細胞培養の日常的な観察方法と注意事項
細胞培養の日常的な観察方法と注意事項
細胞が接種または継代培養された後、実験者は毎日、またはせいぜい 1 ~ 2 日間、細胞の日常的な検査を行う必要があります。細胞の形態や増殖、培養液のpH変化、汚染の有無などを観察します。細胞の動的な変化に応じて、補液や継代処理を行います。異常が発見された場合は、速やかに対策を講じてください。
1. 形態学的な成長状態が良好な細胞は、一般的な顕微鏡で見ることができ、透明度が高く、屈折が強く、輪郭が不明瞭です。細胞の増殖が不十分になると、輪郭が強調され、細胞質に液胞や脂肪滴などの粒子が現れることが多く、細胞間のギャップが拡大し、細胞の形態が不規則になるか、上皮細胞が上皮のようになるなど、本来の特徴を失うことさえあります。細胞。細胞が死ぬと、一部の色素が変性した細胞膜を介して崩壊した核 DNA と結合し、細胞を着色することがあります。したがって、トリパン ブルーは、死んだ細胞と生きている細胞を識別するためによく使用されます。生きている細胞は染色されず、死んだ核は青色です。
2.初代培養または継代培養細胞懸濁液の接種後の細胞増殖は、異なるインキュベーション期間後に増殖し始めました。継代細胞株、胚組織、または幼虫組織は、通常、翌日に細胞の成長が見られ、1 週間以内に断片に接続できます。接種した細胞がボトルの壁全体に増殖したら、時間内に再培養する必要があります。そうしないと、栄養の消費と代謝の蓄積により、細胞は停止または分解期に入ります。このとき、細胞の輪郭が強調され、細胞内に顆粒状の沈着物が出現することが多く、これがミトコンドリアの腫れです。細胞質が空胞化し、細胞が丸く粗くなる。深刻なケースでは、細胞がボトルの壁から落ちます。適時に継代培養することによってのみ、細胞は成長と再生を続けることができます。

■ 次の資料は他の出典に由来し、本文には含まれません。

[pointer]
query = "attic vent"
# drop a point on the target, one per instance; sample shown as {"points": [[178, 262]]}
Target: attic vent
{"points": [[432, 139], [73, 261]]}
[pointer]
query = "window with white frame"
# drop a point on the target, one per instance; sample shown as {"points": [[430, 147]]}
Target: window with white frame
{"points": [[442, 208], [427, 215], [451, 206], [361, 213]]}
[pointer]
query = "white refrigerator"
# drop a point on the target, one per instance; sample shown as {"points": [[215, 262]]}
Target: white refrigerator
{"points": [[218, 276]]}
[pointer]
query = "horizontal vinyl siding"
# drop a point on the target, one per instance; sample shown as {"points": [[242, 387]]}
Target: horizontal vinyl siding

3.通常の状態では、養液はピーチレッドです。細胞をpH6.5~6.6に保つと、細胞が脱落して死んでしまいます。培養液が酸性化して黄色に変わったら、培養液中の代謝物が一定量蓄積したことを示しており、新鮮な培養液を交換する必要があります。HEPES を培地に添加するか、5%co2 インキュベーターで培養すると、pH は比較的安定に保たれます。栄養溶液を交換する時間は、栄養素の消費によって異なります。細胞の生育が旺盛な場合は2~3日、生育が遅い場合は3~4日で交換できます。細胞によって pH 値の要件が異なることに特に注意する必要があります。

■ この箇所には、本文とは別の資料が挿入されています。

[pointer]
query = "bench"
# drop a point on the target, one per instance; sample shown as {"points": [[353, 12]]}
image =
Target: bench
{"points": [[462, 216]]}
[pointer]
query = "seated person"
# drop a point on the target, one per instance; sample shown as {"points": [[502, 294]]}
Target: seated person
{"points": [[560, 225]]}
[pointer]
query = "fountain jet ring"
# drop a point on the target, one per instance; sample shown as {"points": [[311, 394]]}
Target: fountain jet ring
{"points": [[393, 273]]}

4. 微生物汚染 培養細胞培養の微生物汚染の後、pH 値が変化し、培養液が濁って見えます。細菌感染後、細菌の移動により、光学顕微鏡下でわずかな閃光が見られます。真菌感染症では、多くの糸状菌糸と、時にはクラスター化した胞子が顕微鏡下で見られました。マイコプラズマ汚染は、いくつかの検出方法によってのみ検出できます。細胞が汚染された後は、通常は廃棄する必要があります。重要な細胞株については、関連するモノグラフを参照して、汚染を除去するためのいくつかの対策を紹介できます。重要な実験や貴重な細胞は、少なくとも 2 人の実験者が独立して、または 1 人で複数回 (時間をずらして) 培養および操作する必要があります。培養実験室の衛生状態に加えて、空気中の湿度は微生物汚染と密接に関係しています。長期にわたる重要な実験は、空気の湿度が低い秋と冬に行う必要があります。
その他の注意事項:
まず、頻繁に観察して細胞の状態を判断します。
第二に、抗生物質を追加するかどうか。これは状況によって異なります。細胞培養の過程では、無関係な不純物をできるだけ添加しないことが必要です。抗生物質も細胞の負担です。
第三に、ウシ胎児血清の解凍。通常、血清は-20℃で保存し、4℃の冷蔵庫で解凍しますが、解凍には時間がかかり、1日前に解凍する必要があります。